The issue of spiritual accompaniment in the execution chamber came to prominence in February 2019, when a 5-to-4 vote in the Supreme Court allowed Alabama to proceed to execute a Muslim man, Domineque Ray, who had been denied a request for an imam to accompany him in the execution chamber.
The United States’ Bishops Conference released a statement at the time condemning the “indignity of being refused spiritual care” by the authorities. They said that such “unjust treatment is disturbing to people of all faiths” because people “deserve to be accompanied in death by someone who shares their faith.”
A month later, in a volte-face, the Supreme Court granted a stay of execution to a Buddhist man in Texas who had challenged a prison policy that forbade his spiritual adviser from accompanying him in the execution chamber when ministers from other faiths were being granted that right.
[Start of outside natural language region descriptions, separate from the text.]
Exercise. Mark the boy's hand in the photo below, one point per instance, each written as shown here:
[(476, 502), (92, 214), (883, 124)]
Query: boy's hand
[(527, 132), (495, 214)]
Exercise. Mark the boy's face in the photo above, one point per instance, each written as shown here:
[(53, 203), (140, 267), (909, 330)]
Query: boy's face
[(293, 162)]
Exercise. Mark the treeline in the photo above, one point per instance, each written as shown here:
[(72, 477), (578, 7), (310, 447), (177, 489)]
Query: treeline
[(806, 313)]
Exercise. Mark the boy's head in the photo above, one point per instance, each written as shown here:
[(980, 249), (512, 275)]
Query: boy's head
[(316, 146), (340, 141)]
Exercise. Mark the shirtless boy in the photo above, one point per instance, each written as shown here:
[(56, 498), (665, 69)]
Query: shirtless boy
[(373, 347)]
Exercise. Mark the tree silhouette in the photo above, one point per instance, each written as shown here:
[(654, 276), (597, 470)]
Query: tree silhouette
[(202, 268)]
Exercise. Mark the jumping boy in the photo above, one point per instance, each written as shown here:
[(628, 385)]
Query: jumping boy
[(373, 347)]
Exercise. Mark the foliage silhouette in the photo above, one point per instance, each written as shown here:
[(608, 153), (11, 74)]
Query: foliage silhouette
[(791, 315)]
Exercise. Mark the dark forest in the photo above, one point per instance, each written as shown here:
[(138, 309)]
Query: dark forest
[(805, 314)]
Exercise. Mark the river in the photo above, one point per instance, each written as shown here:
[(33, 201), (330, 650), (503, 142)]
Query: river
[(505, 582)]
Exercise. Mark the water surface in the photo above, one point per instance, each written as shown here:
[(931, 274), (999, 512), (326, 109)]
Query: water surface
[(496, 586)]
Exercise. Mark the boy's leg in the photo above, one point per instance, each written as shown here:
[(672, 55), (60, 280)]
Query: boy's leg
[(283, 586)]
In response, Texas banned all spiritual advisors from accompanying inmates in the execution chamber, arguing that by doing so they were treating all religions equally.
Gutierrez argued that this policy violated the constitutional rights of religious exercise and equal protection. His attorney, Shawn Nolan, said that the “Texas Department of Criminal Justice changed its policy for its own convenience, but spiritual comfort at the time of death is not a convenience; it’s a protected legal right.”